Choosing the default is still a choice. Google Docs with Times New Roman and zero formatting. That communicates something. Maybe you didn't intend it. Still counts.
Zuckerberg's gray t-shirts aren't "no taste." They're "I have so much taste I eliminated variables." That's a flex. Taste as constraint and control.
Meanwhile, someone wearing graphic tees with ironic slogans is also making a taste call. Different aesthetic. Same mechanism.
You can't opt out. Even opting out is participation.
SO WHAT DO YOU ACTUALLY DO WITH THIS?
Audit your taste for inherited bullshit.
Ask yourself:
Do I actually like this, or do I like that other people like this?
Would I choose this if no one was watching?
Am I following a hierarchy I never questioned?
Strip away the likes. The comments. The group chat validation.
What's left?
Notice.
Why you chose the window seat. Why you skipped that song halfway through. Why you reworded that text three times.
The noticing is the work. Paying attention to patterns you're already running.

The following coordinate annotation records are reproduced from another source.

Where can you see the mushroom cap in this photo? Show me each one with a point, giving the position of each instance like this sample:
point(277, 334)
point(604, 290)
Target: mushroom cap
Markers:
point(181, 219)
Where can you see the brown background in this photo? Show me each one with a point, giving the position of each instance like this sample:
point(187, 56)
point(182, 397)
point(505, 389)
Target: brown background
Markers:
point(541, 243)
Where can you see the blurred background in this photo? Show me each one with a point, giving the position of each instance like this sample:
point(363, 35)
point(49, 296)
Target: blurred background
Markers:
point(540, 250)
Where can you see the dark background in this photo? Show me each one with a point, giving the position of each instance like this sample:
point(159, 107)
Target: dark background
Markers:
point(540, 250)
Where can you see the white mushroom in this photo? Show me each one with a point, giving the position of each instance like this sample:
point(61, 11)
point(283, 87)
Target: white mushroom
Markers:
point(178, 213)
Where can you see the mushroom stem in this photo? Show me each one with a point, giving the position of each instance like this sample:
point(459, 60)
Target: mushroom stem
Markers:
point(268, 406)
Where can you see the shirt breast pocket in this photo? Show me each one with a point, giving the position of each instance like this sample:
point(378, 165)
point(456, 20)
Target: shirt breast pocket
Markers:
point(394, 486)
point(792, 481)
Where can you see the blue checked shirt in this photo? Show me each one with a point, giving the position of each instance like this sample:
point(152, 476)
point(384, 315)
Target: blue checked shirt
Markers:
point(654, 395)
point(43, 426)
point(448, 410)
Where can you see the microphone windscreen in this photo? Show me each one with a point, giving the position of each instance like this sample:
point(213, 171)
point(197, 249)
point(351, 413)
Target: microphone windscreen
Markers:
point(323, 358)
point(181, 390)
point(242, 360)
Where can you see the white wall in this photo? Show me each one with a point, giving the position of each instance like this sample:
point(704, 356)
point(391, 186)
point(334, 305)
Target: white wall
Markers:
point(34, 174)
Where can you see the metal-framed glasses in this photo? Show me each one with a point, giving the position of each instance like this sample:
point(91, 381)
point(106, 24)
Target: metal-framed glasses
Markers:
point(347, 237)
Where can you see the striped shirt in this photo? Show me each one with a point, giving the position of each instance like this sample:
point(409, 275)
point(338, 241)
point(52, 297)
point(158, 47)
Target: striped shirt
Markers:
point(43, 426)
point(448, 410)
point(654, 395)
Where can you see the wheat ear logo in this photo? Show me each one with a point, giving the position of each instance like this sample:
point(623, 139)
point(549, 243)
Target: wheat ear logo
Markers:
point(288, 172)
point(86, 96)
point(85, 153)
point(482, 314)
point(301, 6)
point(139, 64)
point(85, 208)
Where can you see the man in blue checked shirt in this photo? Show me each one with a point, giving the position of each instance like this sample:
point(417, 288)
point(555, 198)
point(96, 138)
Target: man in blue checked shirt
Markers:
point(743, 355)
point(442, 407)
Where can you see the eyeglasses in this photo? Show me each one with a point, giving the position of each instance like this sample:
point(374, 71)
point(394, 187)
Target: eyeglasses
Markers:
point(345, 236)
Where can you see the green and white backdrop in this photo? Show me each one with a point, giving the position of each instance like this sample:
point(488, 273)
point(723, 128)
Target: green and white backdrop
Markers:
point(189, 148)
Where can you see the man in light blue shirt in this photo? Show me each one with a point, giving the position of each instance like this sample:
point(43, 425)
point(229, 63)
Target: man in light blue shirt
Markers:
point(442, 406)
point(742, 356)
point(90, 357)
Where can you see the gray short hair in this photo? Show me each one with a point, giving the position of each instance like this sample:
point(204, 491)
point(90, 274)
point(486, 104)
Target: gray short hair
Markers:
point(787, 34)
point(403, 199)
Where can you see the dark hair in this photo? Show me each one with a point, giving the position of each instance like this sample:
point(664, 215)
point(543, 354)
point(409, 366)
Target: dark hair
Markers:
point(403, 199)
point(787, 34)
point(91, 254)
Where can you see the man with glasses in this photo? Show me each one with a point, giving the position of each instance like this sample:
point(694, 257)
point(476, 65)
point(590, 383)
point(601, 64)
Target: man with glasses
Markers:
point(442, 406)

Taste sharpens when you make things. It doesn't form in private. You test, fail, notice why. That's the education.
Then, choose one hierarchy to break.
Wear the thing that doesn't fit your industry. Choose the "wrong" font. Write the post that sounds nothing like your feed.
That gap between your taste and consensus? Exactly where your point of view lives.
Your job isn't to convince everyone. It's to trust it long enough to see if you were right.